I first wrote about Codon back in April 2023 in ;login:. At the time, I was excited about the attempt to create a compiler for Python that could run programs much faster than the Python interpreter. Recently, the founders of Codon sent me a pointer to a blog post with updates to their project that I found important, in some ways, exciting.
When I tried Codon before, I struggled to get a simple script that I use to summarize ;login: downloads to compile. This time around, Codon had none of the problems I encountered the first time around. I attribute this to work done by Codon committers to improve the compiler's ability to convert Python scripts into the intermediate language they then present to an LLVM backend. Not that my script seemed to benefit from being compiled by Codon, taking about as long to run. But my script doesn't do much more than fill up an associative array, sum the keys, then print the sorted totals as output.
In their blog post, the authors provide charts showing the improvement of Codon over regular Python when running the NPBench NumPy benchmarks. The geometric mean of speedups is modest, 2.4x, but the maximum is crazy, at 900x. The reason for this is that the Codon team has ported NumPy, a Python library, directly into Codon.
I assumed that the values shown in the chart were correct rather than trying to run the benchmarks myself. I learned a long time ago that attempting to duplicate someone else's benchmark results can be fool's errand: the people who created the hardware or software know much more about how to make it run fast. But I did want to try out a simple Python script that the blog's authors claimed could be speeded up 300x when using Codon-NumPy (in the Loops section of their blog):
import numpy as np
import time
a = np.empty((300, 300, 300), dtype=np.float32)
t0 = time.time()
for i in range(300):
for j in range(300):
for k in range(300):
a[i, j, k] = i + j + k
t1 = time.time()
print(a.mean())
print('time:', t1 - t0)
When I first tried this on my modest Debian on x86 desktop, I didn't see much performance improvement.
rik@nuke:~/C/Codon$ python3 loop.py
448.50006
time: 4.611926078796387
rik@nuke:~/C/Codon$ codon build loop.py
rik@nuke:~/C/Codon$ ./loop
448.5
time: 2.58449
rik@nuke:~/C/Codon$
I contacted Ariya Shajii, CEO of Exaloop, and he replied that I had forgotten to include the -release flag—something that's not mentioned in the blog post, so I really didn't forget about it. When I include -release, I do see a 115x improvement, and the size of the executable is much smaller. Apparently, without the -release flag, the regular NumPy library gets included instead of the Codon-NumPy, something I could guess because the size of the binary without -release is much larger and contains strings that appear to be hooks from Codon into NumPy.

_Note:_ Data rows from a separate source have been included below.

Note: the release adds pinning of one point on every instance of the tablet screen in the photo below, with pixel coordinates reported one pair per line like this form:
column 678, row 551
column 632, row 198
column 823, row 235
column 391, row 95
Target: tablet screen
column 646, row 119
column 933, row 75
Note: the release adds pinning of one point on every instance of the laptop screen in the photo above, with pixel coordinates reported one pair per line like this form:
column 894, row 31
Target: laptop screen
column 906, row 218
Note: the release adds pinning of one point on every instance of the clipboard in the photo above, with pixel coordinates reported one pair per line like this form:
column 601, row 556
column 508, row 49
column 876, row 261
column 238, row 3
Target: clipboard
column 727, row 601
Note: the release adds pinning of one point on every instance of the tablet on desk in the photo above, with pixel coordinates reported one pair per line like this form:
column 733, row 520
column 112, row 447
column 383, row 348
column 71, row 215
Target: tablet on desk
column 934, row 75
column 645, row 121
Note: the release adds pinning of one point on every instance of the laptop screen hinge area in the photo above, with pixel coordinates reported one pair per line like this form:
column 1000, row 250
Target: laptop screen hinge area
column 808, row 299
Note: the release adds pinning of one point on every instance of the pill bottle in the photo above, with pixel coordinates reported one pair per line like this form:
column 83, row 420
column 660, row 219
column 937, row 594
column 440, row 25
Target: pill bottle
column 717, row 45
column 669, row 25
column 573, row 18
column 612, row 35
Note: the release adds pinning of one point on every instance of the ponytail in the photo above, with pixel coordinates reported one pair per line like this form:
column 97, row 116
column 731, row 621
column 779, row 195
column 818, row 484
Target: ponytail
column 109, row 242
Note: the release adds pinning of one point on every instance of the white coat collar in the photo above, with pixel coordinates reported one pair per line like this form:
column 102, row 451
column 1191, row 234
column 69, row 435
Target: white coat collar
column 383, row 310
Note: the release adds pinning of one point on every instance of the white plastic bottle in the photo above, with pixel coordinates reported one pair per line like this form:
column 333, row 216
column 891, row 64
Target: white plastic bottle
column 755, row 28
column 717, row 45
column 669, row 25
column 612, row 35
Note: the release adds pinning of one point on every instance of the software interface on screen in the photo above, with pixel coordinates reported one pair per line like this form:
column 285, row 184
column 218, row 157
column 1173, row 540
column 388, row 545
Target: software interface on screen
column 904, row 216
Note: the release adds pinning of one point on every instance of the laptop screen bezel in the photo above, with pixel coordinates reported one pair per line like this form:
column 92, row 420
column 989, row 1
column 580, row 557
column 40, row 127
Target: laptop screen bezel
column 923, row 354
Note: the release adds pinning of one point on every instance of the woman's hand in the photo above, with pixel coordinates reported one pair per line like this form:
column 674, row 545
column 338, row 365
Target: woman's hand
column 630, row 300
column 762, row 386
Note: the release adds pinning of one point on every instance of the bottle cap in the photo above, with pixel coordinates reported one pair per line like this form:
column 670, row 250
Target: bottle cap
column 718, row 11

rik@nuke:~/C/Codon$ codon build -release loop.py
rik@nuke:~/C/Codon$ ./loop
448.5
time: 0.0398803
rik@nuke:~/C/Codon$ ls -l loop*
-rwxrwxr-x 1 rik rik 16224 Mar 7 14:35 loop
-rwxrwxr-x 1 rik rik 652688 Mar 5 18:07 loop-no
-rw-rw-r-- 1 rik rik 267 Mar 5 18:06 loop.py
rik@nuke:~/C/Codon$
It's really important that you use -release when using Codon NumPy. I suggested that they make this the default.
There's also support for using GPUs in Codon NumPy via decorators, as well as telling Codon how many threads you want to use in a loop.
That's two improvements, one in usability and another in performance that's a very big win for anyone using NumPy in Python scripts. As Python behaves like it is single-threaded because of the global interpreter lock (GIL), having Codon's ability to execute portions of loops in paralell is a big win, just as it is having compiled rather than interpreted code. Note that Codon does not currently run on Windows, just Linux and MacOS.
The other big news is that Exaloop, the company that is behind Codon, has changed their license to Apache 2, one of the most liberal Open Source licenses. For example, commercial use, and derivations of Codon, are now permitted without licensing.
The bottom line is simple: if you are using Python to process large amounts of data using NumPy, you really want to start using Codon. More trivial uses, like my own routine processing of weblogs, really don't benefit much from compiled Python. On the other hand, if you are constantly spinning up lamdas that run Python code, I imagine that starting up a compiled script will be much faster and certainly cheaper than invoking a Python interpreter and have it process a script for every lambda instance.